Carly Silver, Associate Editor for Harlequin Romantic Suspense, says:

“I find the best subplots tie into the hero and heroine’s journey and help further their emotional growth. For example, if the hero is protecting the heroine from a would-be killer and they must live together for safety, perhaps a subplot could be them adjusting to living together, the way their relationship progresses in domestic terms as it also does in a romantic sense.”

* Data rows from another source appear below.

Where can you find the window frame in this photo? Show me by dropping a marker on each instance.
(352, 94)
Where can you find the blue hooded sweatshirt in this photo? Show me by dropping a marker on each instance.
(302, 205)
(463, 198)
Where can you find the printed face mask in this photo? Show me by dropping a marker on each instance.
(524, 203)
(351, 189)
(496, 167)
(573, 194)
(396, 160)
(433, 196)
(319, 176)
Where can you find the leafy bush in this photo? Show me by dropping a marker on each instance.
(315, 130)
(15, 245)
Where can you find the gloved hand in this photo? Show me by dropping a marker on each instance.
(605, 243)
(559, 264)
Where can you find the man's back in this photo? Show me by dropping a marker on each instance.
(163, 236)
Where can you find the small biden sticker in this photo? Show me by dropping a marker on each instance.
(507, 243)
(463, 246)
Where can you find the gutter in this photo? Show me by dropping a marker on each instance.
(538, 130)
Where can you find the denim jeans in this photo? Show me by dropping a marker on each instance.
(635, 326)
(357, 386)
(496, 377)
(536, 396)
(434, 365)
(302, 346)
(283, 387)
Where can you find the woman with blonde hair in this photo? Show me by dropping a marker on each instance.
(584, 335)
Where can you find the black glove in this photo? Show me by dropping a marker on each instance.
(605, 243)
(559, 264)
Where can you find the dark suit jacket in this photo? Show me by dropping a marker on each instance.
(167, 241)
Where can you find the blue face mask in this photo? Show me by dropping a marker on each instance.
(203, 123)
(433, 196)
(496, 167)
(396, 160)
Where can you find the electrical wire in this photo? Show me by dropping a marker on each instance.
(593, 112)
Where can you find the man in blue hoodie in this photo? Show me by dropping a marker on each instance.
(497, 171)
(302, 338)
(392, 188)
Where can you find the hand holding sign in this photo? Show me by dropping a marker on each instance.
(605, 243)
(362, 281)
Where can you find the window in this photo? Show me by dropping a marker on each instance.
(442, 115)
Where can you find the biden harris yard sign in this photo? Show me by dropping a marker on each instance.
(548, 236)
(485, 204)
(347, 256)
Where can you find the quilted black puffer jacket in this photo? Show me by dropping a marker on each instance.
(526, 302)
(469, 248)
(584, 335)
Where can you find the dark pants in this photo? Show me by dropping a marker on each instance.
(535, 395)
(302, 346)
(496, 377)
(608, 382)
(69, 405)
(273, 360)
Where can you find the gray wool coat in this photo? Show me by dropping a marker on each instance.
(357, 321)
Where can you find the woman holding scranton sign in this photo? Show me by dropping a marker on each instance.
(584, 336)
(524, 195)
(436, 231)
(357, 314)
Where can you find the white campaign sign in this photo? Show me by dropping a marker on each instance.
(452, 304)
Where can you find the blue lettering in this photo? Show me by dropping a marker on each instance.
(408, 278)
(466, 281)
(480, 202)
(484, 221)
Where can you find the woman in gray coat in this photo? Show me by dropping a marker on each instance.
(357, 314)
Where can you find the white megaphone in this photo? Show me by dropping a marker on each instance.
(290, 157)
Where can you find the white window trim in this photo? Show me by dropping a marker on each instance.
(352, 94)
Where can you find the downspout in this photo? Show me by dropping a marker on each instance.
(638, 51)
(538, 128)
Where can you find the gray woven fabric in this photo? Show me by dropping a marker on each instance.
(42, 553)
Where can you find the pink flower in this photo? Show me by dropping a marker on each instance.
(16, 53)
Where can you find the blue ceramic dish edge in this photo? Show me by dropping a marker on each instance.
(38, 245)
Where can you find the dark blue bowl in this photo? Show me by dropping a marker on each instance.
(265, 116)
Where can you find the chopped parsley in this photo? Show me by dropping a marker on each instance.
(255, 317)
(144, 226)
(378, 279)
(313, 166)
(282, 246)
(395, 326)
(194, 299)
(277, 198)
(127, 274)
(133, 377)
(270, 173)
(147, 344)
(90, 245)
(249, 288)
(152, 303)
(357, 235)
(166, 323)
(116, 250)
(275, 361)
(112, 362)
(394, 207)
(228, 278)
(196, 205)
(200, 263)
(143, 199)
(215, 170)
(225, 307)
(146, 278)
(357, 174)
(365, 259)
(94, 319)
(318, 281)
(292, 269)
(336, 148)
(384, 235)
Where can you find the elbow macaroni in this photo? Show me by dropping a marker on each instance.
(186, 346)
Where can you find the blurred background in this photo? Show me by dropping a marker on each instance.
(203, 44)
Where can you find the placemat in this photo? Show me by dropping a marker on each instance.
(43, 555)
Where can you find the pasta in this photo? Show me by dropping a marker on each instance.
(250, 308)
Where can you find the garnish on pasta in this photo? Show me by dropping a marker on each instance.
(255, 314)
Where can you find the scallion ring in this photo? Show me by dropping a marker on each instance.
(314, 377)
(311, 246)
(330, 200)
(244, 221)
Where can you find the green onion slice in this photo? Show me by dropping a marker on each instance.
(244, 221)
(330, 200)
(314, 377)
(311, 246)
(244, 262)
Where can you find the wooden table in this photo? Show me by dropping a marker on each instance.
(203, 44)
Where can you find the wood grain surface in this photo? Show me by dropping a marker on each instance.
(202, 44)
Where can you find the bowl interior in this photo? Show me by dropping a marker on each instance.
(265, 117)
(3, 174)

The Harlequin Historical editorial team says:

“In Historical Romance, with a 70,000-word count, there is some room to develop sub plots—but they must enable you to keep the focus firmly on the hero and heroine and reveal the characters’ goals and deeper emotional conflicts and therefore drive the emotional development of your romance. The subplots can be anything from warring clans in Highlander and Viking stories, to a mystery, a road trip—even helping a secondary character or trying to prevent a match in Regency or Victorian time periods. The subplots that don’t work so well are ones which separate your hero and heroine or overtake the central romance.”

However you choose to work a subplot into your story, remember these tips from our editors. Experiment with finding the right balance—use your subplot to tell us about your leading couple and their journey rather than take away from it. But don’t feel limited by what we think; try it yourself and see what works for you! We love getting surprised by a story with an exciting, sweet, or suspenseful subplot that further enhances a great romance!

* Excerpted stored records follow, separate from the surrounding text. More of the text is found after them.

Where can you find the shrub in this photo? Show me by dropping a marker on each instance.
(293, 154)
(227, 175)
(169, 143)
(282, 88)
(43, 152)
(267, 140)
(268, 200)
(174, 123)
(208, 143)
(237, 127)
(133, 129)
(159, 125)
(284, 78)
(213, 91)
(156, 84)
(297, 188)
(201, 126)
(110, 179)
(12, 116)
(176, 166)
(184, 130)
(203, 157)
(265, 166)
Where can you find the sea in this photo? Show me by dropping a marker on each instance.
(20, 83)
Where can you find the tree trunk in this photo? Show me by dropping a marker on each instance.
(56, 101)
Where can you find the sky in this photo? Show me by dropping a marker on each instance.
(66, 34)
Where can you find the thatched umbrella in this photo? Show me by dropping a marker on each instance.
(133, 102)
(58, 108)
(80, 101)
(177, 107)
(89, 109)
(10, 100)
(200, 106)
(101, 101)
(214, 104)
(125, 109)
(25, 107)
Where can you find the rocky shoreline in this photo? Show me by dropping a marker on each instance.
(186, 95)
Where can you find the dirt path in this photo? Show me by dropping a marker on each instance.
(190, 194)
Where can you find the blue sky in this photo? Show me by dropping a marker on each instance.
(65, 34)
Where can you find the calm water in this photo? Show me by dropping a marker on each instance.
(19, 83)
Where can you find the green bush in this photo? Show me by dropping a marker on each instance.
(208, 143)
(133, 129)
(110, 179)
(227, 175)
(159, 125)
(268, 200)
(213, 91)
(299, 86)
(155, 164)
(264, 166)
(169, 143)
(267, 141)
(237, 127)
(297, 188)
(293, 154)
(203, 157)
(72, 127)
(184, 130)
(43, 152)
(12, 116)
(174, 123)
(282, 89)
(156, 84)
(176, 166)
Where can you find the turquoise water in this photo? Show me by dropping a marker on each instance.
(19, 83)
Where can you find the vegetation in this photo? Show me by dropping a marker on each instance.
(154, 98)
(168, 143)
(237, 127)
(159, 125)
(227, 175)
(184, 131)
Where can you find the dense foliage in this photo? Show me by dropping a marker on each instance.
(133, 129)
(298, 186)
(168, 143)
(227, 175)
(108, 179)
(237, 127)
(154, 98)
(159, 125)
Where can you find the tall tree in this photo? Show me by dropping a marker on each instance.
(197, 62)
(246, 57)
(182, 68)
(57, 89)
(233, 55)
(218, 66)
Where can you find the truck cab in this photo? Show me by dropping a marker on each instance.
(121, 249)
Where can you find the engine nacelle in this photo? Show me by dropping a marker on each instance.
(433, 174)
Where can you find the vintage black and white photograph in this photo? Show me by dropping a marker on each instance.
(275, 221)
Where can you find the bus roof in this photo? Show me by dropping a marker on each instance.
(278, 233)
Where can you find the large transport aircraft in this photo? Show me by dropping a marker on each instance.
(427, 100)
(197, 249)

What are your tips on crafting subplots? Share with us in the comments below!

One reply on “How Subplots Can Enhance Your Story”

Here is a craft question.
One of the most basic rules in any novel is to trust your reader. But I think the reader must trust the author’s world and story.
( An aside, I believe the submitted work by an author to an editor is a promise of sale. The back cover of the novel (blurb?) is a contract between the reader and the author. The author in the back cover promises the reader that this summary is what will happen in this book.)

Here is my question:

In the plots and subplots of stories, how do you explain your “world and the character’s occupations etc. without overloading or short changing the reader? (insulting intelligence and so forth)

In a few of my “potential projects”, I have found myself bogged down in the details of the world when the gem of the ideas are “Harry met Sally and both learned to work at the fair together.”

With my projects, I don’t view many secondary interactions as subplots. I view it as expanding on the world to make my characters real.